Role of T cell receptor affinity in the efficacy and specificity of adoptive T cell therapies

Abstract

Over the last several years, there has been considerable progress in the treatment of cancer using gene modified adoptive T cell therapies. Two approaches have been used, one involving the introduction of a conventional αβ T cell receptor (TCR) against a pepMHC cancer antigen, and the second involving introduction of a chimeric antigen receptor (CAR) consisting of a single-chain antibody as an Fv fragment linked to transmembrane and signaling domains. In this review, we focus on one aspect of TCR-mediated adoptive T cell therapies, the impact of the affinity of the αβ TCR for the pepMHC cancer antigen on both efficacy and specificity. We discuss the advantages of higher-affinity TCRs in mediating potent activity of CD4 T cells. This is balanced with the potential disadvantage of higher-affinity TCRs in mediating greater self-reactivity against a wider range of structurally similar antigenic peptides, especially in synergy with the CD8 co-receptor. Both TCR affinity and target selection will influence potential safety issues. We suggest pre-clinical strategies that might be used to examine each TCR for possible on-target and off-target side effects due to self-reactivities, and to adjust TCR affinities accordingly.

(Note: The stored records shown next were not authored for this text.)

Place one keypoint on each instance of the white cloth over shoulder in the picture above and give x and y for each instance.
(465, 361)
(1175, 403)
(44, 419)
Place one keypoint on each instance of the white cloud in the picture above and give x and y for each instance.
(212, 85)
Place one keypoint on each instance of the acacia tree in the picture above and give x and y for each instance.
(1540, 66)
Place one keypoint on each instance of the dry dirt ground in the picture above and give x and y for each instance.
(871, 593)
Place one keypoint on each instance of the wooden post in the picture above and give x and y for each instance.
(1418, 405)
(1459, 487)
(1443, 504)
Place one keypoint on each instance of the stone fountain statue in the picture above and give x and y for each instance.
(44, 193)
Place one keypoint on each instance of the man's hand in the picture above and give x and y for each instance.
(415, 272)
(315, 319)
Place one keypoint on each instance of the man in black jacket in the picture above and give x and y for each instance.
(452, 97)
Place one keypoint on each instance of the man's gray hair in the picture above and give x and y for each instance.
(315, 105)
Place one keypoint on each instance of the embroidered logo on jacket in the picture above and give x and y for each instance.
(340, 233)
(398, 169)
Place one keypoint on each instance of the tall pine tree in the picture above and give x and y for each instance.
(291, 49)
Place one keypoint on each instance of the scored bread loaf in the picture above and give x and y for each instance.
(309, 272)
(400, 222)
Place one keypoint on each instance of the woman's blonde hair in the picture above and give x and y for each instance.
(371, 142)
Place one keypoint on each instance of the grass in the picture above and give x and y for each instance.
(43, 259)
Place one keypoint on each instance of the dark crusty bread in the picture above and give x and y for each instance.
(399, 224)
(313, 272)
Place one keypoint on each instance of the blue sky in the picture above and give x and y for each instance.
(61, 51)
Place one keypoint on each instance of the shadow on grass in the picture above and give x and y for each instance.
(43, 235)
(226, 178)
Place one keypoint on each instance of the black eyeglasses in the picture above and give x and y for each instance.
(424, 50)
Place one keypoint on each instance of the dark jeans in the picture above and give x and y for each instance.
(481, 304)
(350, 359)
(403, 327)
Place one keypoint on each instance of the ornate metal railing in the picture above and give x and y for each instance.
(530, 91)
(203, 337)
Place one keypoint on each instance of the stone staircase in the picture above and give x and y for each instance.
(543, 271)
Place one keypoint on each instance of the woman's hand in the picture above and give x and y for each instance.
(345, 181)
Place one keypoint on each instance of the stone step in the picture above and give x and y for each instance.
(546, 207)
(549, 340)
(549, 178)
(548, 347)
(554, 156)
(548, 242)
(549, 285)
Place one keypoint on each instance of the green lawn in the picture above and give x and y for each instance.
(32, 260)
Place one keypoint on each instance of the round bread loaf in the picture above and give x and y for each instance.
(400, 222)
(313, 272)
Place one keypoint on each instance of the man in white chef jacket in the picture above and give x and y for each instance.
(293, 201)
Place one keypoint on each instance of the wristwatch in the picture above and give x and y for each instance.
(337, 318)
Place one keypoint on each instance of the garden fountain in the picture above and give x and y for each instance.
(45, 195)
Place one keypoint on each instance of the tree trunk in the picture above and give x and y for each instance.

Keywords: T cell cross-reactivity; T cell sensitivity; TCR affinity; adoptive T cell therapy; tumor-associated epitopes.

Figure 1

Relationship between T cell activities and TCR affinities for a class I pepMHC antigen, in either CD8 or CD4 T cells. Various TCRs whose affinity for their target class I pepMHC complexes have been measured are depicted on an affinity scale (K_d). The relative activity ranges for those receptors are listed for those TCRs expressed in CD8 (left) and CD4 (right) T cells. The activity boundaries are approximated from the best-known systems. Sensitivity at low TCR affinities is achieved due to TCR synergy with the CD8 co-receptor. This same principle can yield CD8-dependent, undesirable cross reactivities with structurally similar self-peptides.

Figure 2

T cell receptor affinity, specificity, and cross-reactivity in the 2C TCR system. (A) The m6α TCR engineered from the 2C TCR for increased affinity for QL9/L^d exhibited more sensitive reactivity with structurally related peptides with single-amino acid substitutions. Sensitization doses of various QL9 position 5 variant peptides for IL-2 production by CD8-negative TCR transfectants are shown. The log of the SD₅₀ value was plotted for each of the peptides used to stimulate 2C TCR (yellow bars) and m6α TCR (blue bars) transfectants [*Reproduced with permission from Ref. (56)]. (B) The 2C TCR reacts with the agonist SIY peptide/K^b complex and the putative positive-selecting peptide dEV8/K^b complex with K_d values of 30 and 80 μM, respectively. While the sequences share only two amino acids in common, they are structurally very similar [shown here aligned from their H2-K^b-bound structures, SIY in blue and dEV8 in red; PDB IDs 1G6R (92) and 2CKB (173)]. (C) Performing a protein BLAST search of the mouse proteome with the SIY peptide sequence string and an Expect value cut off of 5.0 yielded only two sequence-similar peptides. (D) Performing a proteome scan to find sequences similar to SIY, based in part on alanine scan data of the peptide epitope, and the tolerance for mutations at each position yielded 43 peptides considered to be similar (only 33 sequences predicted to bind with SYFPEITHI scores>16 are shown). Using this technique, the putative positive-selecting peptide, and the self-peptide that reacts with the higher affinity TCR m33 (71), called dEV8 was identified (shown in bold, highlighted in yellow).

Figure 3

Analysis of selected tumor epitopes for homologous sequences in the human and mouse proteomes. (A) MHC-binding prediction scores for a set of characterized T cell epitopes, including six HLA-A2-restricted human tumor-associated epitopes. (B) MHC-binding predictions for peptides identified in a MAGE-A3 [112–120] homology scan (no gaps) of the human and mouse proteomes. (C) MHC-binding predictions for peptides identified in a WT1 [126–134] homology scan of the human and mouse proteomes (including an allowed, single-amino acid gap). For (B,C), peptides were subjected to ANN and SMM prediction algorithms along with SYFPEITHI and BIMAS, and prediction to bind above the arbitrary thresholds described in the text in any of the algorithms was taken to indicate a potential binder. (D) A comparison of MAGE-A3 and WT1 proteome scan results. The total number of predicted binders identified in the human proteome and the percent of the binders identically found in the mouse proteome for both epitopes (searched without gaps) are highlighted in yellow.